Wer anspruchsvolle Fantasy mit natürlichen, lebensechten Charakteren, fernab
bekannter Klischees, sowie einer spannenden Handlung sucht, deren Ende man nicht
mit prophetischer Gewissheit vorhersagen kann, sollte sich ohne Zögern in
Markolf Hoffmanns NEBELRISS stürzen!
Das Zeitalter der Wandlung
Die Welt Gharax wird von einer Invasion scheinbar aus dem Nichts kommender
Echsenwesen, den Goldéi, erschüttert. Diese unterwerfen nacheinander und ohne
große Mühe die Königreiche des Nordens – König Eshandrom von Kathyga unterwirft
sich gar freiwillig, zum Entsetzen vieler seiner Ritter und Bürger, die sich zum
Widerstand in die Gebirgswälder des Rochenlands zurückziehen.
Die Ziele der Echsen sind unbekannt, Macht und Reichtum scheinen sie nicht zu
locken, aber die magischen Quellen sind für sie wohl von höchstem Interesse. Vor
Jahrhunderten bereits bezwang der große Durta Slargin die magischen Quellen von
Gharax, gründete zahlreiche Magierlogen und machte ihre Magie nutzbar.
Meeresströmungen wurden umgeleitet, um eisfreie Seewege zu schaffen, trockene
Gebiete durch Regen fruchtbar gemacht. Im südlichen Kaiserreich Sithar, das sich
seine Unabhängigkeit vom mächtigen Königreich Arphat im Norden in Jahrhunderten
voller Kriege immer wieder erkämpfen musste, sind in der Tathrilya Staatskirche
und Magierlogen sogar miteinander verschmolzen.

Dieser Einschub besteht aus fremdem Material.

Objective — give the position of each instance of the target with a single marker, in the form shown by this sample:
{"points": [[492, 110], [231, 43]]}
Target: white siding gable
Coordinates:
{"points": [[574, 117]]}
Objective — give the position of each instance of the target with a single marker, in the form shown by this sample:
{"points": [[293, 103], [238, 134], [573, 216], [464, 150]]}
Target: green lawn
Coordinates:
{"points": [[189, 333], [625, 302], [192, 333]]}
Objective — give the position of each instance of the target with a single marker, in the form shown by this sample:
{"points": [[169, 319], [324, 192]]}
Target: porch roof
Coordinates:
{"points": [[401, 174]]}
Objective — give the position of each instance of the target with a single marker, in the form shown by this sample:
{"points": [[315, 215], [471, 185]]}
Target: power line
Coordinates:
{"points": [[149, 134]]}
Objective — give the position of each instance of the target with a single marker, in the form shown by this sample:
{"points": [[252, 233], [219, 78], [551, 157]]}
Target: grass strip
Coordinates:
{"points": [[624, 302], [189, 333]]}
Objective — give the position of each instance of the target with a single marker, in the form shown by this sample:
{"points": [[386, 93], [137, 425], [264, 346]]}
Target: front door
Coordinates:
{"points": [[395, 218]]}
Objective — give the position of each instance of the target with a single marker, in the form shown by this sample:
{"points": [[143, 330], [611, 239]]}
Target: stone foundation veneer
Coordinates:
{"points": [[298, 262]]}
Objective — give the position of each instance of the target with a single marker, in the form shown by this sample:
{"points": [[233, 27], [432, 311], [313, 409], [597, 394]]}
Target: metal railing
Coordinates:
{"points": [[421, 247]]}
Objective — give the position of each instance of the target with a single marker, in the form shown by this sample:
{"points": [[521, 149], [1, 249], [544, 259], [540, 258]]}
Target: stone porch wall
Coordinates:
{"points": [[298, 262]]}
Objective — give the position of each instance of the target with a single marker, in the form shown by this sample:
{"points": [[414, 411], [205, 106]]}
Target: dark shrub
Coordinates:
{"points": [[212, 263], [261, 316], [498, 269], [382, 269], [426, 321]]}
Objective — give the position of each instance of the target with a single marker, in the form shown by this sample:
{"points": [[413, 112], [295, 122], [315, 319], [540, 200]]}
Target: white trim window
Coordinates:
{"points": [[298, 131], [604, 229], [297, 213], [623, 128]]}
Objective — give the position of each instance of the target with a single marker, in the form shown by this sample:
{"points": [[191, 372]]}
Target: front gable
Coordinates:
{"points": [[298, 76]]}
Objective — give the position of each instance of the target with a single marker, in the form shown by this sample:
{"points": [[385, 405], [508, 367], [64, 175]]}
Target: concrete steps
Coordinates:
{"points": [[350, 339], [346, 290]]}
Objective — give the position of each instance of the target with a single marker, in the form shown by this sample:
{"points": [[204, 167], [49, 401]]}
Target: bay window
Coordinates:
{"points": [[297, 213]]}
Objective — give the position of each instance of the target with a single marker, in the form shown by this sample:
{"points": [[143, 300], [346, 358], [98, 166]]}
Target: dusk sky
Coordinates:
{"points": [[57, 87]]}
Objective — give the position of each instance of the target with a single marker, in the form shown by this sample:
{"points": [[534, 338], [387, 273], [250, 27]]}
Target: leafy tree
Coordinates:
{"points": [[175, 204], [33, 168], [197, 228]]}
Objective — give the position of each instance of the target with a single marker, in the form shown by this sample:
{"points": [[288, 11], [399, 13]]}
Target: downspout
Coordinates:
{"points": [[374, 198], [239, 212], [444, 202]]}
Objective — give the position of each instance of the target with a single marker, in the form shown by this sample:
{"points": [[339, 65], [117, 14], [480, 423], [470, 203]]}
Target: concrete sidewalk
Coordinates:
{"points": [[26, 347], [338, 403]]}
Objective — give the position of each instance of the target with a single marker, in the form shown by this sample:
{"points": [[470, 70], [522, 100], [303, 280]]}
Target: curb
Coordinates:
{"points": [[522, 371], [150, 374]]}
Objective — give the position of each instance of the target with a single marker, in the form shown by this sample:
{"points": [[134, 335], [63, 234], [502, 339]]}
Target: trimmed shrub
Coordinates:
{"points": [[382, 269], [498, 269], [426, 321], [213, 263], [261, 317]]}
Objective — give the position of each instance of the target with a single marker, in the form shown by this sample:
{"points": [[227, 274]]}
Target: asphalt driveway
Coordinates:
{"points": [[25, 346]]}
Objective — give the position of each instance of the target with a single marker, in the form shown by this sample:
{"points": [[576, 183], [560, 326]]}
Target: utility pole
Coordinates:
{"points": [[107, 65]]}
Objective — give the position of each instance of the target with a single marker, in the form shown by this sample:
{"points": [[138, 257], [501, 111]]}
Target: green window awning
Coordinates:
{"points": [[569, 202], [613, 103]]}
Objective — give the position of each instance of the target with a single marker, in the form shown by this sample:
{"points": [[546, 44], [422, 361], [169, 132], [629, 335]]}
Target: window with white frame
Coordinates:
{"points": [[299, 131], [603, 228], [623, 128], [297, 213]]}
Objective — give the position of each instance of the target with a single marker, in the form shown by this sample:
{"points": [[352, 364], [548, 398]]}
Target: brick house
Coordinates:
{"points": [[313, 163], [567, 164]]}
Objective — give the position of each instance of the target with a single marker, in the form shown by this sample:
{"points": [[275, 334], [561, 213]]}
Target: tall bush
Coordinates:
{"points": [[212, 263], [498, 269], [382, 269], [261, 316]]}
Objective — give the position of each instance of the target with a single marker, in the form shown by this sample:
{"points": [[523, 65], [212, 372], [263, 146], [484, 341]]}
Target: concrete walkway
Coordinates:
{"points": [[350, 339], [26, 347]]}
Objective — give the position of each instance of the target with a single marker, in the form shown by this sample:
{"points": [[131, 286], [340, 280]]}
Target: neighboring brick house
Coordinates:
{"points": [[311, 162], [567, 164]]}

Kaiser Akendor ist jedoch ein schwacher Herrscher, dessen Thronrat, der
"silberne Kreis", von den beiden mächtigen Fürsten Scorutar und Binhipar gelenkt
wird, die sich auch im Angesicht der Bedrohung durch die Goldéi eher um ihre
Privilegien und Vorrangstellung sorgen. Fürst Baniter von Ganata regt eine
diplomatische Mission zu Königin Inthara von Arphat an, um sie als Verbündete
gegen die Goldéi zu gewinnen, was angesichts der Geschichte der beiden Reiche
ein gewagter Vorschlag ist. Seine Pläne sind jedoch nicht vollständig
uneigennützig und gehen weit über den Kampf gegen die Goldéi hinaus …

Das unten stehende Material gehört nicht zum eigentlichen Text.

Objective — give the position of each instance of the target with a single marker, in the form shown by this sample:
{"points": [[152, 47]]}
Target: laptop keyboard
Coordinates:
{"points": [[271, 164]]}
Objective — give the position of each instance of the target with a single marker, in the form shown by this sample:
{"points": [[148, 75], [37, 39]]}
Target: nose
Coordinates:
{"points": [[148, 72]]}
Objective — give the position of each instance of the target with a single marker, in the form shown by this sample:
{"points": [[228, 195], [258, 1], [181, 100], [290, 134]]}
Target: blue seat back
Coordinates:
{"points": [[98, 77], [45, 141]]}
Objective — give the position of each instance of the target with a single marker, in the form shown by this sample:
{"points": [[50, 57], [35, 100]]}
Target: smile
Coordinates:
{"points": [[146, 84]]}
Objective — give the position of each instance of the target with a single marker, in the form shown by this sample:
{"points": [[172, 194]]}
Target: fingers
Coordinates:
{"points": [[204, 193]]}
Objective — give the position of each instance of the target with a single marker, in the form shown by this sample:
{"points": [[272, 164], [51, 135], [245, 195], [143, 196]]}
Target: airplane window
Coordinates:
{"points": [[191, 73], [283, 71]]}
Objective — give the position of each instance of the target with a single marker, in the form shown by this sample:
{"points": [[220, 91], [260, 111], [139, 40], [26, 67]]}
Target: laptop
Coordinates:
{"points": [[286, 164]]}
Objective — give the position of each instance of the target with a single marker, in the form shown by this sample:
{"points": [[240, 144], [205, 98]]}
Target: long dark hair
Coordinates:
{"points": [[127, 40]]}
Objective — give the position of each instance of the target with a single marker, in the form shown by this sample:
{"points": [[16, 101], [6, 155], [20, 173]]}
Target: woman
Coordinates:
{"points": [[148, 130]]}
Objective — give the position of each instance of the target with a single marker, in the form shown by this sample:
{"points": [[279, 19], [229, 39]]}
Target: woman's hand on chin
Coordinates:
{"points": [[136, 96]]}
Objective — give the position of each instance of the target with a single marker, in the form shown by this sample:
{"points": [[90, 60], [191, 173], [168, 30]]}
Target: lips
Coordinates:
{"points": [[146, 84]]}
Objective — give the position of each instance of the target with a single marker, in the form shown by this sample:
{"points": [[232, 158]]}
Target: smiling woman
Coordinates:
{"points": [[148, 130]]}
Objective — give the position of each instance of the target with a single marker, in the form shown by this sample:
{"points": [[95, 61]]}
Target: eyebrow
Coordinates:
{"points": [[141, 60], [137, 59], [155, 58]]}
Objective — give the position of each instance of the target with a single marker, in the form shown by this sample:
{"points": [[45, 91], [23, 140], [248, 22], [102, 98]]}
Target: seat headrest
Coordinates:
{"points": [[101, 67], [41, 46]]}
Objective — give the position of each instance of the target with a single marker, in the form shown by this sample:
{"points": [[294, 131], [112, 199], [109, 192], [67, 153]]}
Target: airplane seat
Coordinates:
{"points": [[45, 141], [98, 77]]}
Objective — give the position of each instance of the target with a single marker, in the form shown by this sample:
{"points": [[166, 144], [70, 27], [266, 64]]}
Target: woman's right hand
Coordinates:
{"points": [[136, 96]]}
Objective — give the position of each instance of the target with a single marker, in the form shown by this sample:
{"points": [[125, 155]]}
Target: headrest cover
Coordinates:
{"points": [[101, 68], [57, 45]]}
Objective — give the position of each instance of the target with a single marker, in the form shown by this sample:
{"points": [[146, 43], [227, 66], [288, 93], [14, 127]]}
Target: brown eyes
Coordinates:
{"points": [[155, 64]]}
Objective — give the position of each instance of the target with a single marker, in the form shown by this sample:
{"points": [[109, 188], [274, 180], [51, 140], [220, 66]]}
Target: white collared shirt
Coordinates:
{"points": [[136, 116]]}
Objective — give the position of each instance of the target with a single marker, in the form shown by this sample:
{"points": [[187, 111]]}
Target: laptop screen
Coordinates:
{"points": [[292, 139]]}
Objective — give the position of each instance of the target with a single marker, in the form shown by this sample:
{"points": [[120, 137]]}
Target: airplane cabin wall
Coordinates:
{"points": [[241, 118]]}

Währendessen wird im fernen Thax der Magierschüler Laghanos aus den Klauen der
Goldéi befreit. In der Magierfestung Oors Caundis untersucht man die seltsame
Maske aus Gold, die ihm während seiner Gefangenschaft angelegt wurde und ihm
Schmerzen verursacht. Laghanos findet sich unvermittelt in einer Rolle als
trojanisches Pferd der Goldéi wieder; gleichzeitig wird er innerhalb der Kirche
und Magierlogen des Südens zum Spielball zwischen den Fronten: Ein Schisma
droht, ehrgeizige Magier einer längst bedeutungslos geglaubten Sekte sind im
Begriff, die Macht an sich zu reißen.
Fürst Baniter kann gegen alle Widerstände auch aus den eigenen Reihen seinen
Plan hinsichtlich Arphats verwirklichen, alles läuft wie gewünscht für ihn …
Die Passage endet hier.